How do I run an AI agent's shell commands safely on a Mac?

Flip on Agent Sandbox in MLX Core and every shell command the agent runs executes inside an isolated Linux VM built directly on Apple's Virtualization framework — not on your Mac. The VM boots in under a second, a green shield in the chat toolbar shows when commands run isolated, and the agent is told which environment it's in so it uses the right tools.

Can I still use the web apps the agent builds inside the sandbox?

Yes — this is the trick that makes the sandbox pleasant: any server the agent starts inside the VM is mirrored live to localhost on your Mac. An Express app the agent runs on guest port 8080 is http://localhost:8080 in your browser, automatically. Mirroring is loopback-only; nothing is exposed to your LAN.

Does the Agent Sandbox need Docker?

No. It pulls standard OCI container images directly — no Docker daemon, no Docker Desktop license. The image's filesystem becomes the VM's root, shared on demand, so guest overhead is about 1 GiB of RAM and boot takes under a second.

What can the sandboxed agent actually touch on my Mac?

Only the workspace folder you chose, mounted into the VM at /workspace — and it follows your working-folder switch automatically. Networking is a separate toggle: turn it off and the VM gets no network device at all. Everything else on your Mac is invisible to the guest.

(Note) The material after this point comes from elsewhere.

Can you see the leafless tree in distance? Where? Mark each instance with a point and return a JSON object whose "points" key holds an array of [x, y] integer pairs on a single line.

Let the agent go wild. Your Mac stays untouched.

The problem

You can't review every command. So stop having to.

Agent mode is most useful when you let it run — npm install, scaffold, migrate, retry. But every one of those commands executes somewhere, and per-command approval dialogs train you to click Allow without reading. The honest fix isn't more dialogs; it's making the blast radius someone else's filesystem.

With the sandbox on, the agent's shell is a real Linux machine that isn't yours. It can rm -rf to its heart's content — the VM's root is disposable, and your Mac's disk was never in the room.

MLX Core chat with the green sandbox shield active while an agent runs shell commands in the Linux VM — The green shield means every shell command is running inside the VM, not on macOS.

The engineering

A real VM that behaves like a lightweight one

This is Apple's Virtualization framework driving a minimal Linux kernel — the same foundation apps like UTM ship on, Mac App Store-compatible, no kernel extensions, no Docker daemon. The root filesystem is a standard OCI container image, pulled directly (no Docker required) and shared into the VM on demand, so the guest needs only ~1 GiB of RAM and cold-boots in under a second.

The agent is also told which environment it's in — so it reaches for apt inside the VM instead of brew, and vice versa when the sandbox is off.

Apple Virtualization framework — hardware-enforced isolation, signed by the OS vendor.
OCI images as rootfs — pull any standard container image, no Docker.
Sub-second boot, ~1 GiB RAM — cheap enough to leave on always.
Background processes tracked — the chat shows what's running in the guest, with a kill button.

The magic trick

Guest servers appear on your localhost. Live.

The classic sandbox pain: the agent builds you a web app, and now it's trapped in a VM you can't reach. Here, every port the guest starts listening on is mirrored to localhost on your Mac automatically — the agent runs an Express app on guest port 8080, and http://localhost:8080 opens it in your browser, live, while it runs.

Mirroring binds loopback only — nothing is ever exposed to your LAN. And networking itself is a separate toggle: switch it off and the VM gets no network device at all.

agent, inside the VM

$ node server.js &
Listening on port 8080

# on your Mac, automatically:
http://localhost:8080  → the guest app, live
# loopback only — never your LAN, never the guest IP
          

The boundary

Exactly one shared folder. You picked it.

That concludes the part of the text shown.